Szok we Wrocławiu: bandyci uprowadzili córkę biznesmena (Posłuchaj)
W tym domu porywacze ukryli okup. (Fot. Dominik Panek)
Bandyci porwali kobietę, gdy ta siedziała w samochodzie przed swym domem. Było ich kilku, wyciągnęli ją z auta i wywieźli w nieznanym jej kierunku.
Dziś nad ranem policyjni antyterroryści uwolnili porwaną. Po przekazaniu okupu policja zatrzymała dwóch porywaczy. Funkcjonariusze użyli broni. W akcji został użyty śmigłowiec. Porwana czuje się dobrze.
Te informacje potwierdza Wojciech Wybraniec z dolnośląskiej policji. Posłuchaj (nagranie Radia Wrocław):
We wtorek przez wiele godzin policjanci pracowali na ul. Zwycięskiej - gdzie prawdopodobnie doszło do porwania. Cały czas w pogotowiu czekali funkcjonariusze kompanii antyterrorystycznej. Policja i prokuratura nie udzielały żadnych informacji na ten temat tłumacząc, że życie zakładniczki jest zagrożone.
Porwana to córka jednego z braci Sz. Bracia Janusz i Roman Sz. są znanymi w mieście biznesmenami. Inwestują przede wszystkim w nieruchomości. Do nich należy m.in. jeden z biurowców przy ul. Powstańców Śląskich (wyremontowany koło hotelu "Wrocław") oraz kamienice przy pl. Solnym.
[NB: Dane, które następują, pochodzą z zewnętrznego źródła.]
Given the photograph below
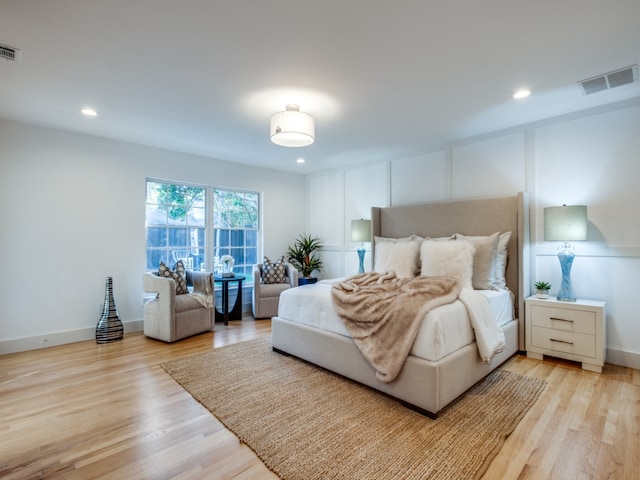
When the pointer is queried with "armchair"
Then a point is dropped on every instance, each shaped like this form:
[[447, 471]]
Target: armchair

Mieszkańcy ul. Partynickiej nie wiedzą zbyt wiele o porwaniu. Niektórzy słyszeli strzały, ale bali się podejść do okien. Posłuchaj (nagranie Radia Wrocław):
We Wrocławiu kilka lat temu doszło już do podobnego przypadku. Wtedy na pl. Dominikańskim porwana została prawniczka. Policja znając jedynie obszar, na którym była przetrzymywana, wkroczyła jednocześnie do ok. dziesięciu budynków.